Cnvrg.io’s platform works throughout on-premise, cloud and hybrid environments and it is available in paid and free tiers (we covered the launch of the free service, branded Core, final yr). It competes with the likes of Databricks, Sagemaker and Dataiku, in addition to smaller operations like H2O.ai which might be constructed on open-source frameworks. Cnvrg’s premise is that it gives a user-friendly platform for knowledge scientists to allow them to consider devising algorithms and measuring how they work, not constructing or sustaining the platform they run on.

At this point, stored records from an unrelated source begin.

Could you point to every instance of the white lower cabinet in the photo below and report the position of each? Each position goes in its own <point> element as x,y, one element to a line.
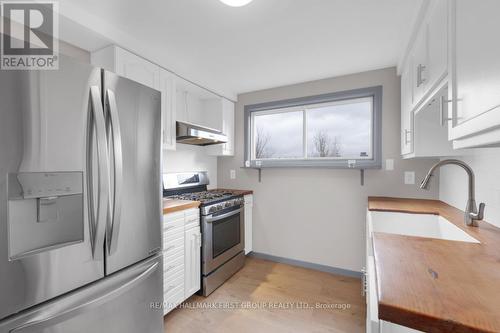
<point>182,257</point>
<point>373,323</point>
<point>192,261</point>
<point>248,222</point>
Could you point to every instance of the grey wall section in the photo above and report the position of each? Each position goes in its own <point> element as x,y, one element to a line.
<point>318,215</point>
<point>453,182</point>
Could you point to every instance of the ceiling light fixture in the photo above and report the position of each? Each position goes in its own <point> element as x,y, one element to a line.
<point>236,3</point>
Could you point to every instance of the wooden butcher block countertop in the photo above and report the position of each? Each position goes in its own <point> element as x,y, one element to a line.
<point>236,192</point>
<point>174,205</point>
<point>435,285</point>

Whereas Intel just isn’t saying a lot concerning the deal, plainly a number of the similar logic behind final week’s SigOpt acquisition applies right here as nicely: Intel has been refocusing its enterprise round next-generation chips to higher compete in opposition to the likes of Nvidia and smaller gamers like GraphCore. So it is sensible to additionally present/spend money on AI instruments for patrons, particularly companies to assist with the compute hundreds that they are going to be working on these chips.

It’s notable that in our article concerning the Core free tier final yr, Frederic famous that these utilizing the platform within the cloud can accomplish that with Nvidia-optimized containers that run on a Kubernetes cluster. It’s not clear if that may proceed to be the case, or if containers shall be optimized as a substitute for Intel structure, or each. Cnvrg’s different companions embody Purple Hat and NetApp.

Intel’s deal with the following technology of computing goals to offset declines in its legacy operations. Within the final quarter, Intel reported a 3% decline in its revenues, led by a drop in its knowledge middle enterprise. It mentioned that it’s projecting the AI silicon market to be greater than $25 billion by 2024, with AI silicon within the knowledge middle to be higher than $10 billion in that interval.

In 2019, Intel reported some $3.8 billion in AI-driven income, however it hopes that instruments like SigOpt’s will assist drive extra exercise in that enterprise, dovetailing with the push for extra AI purposes in a wider vary of companies.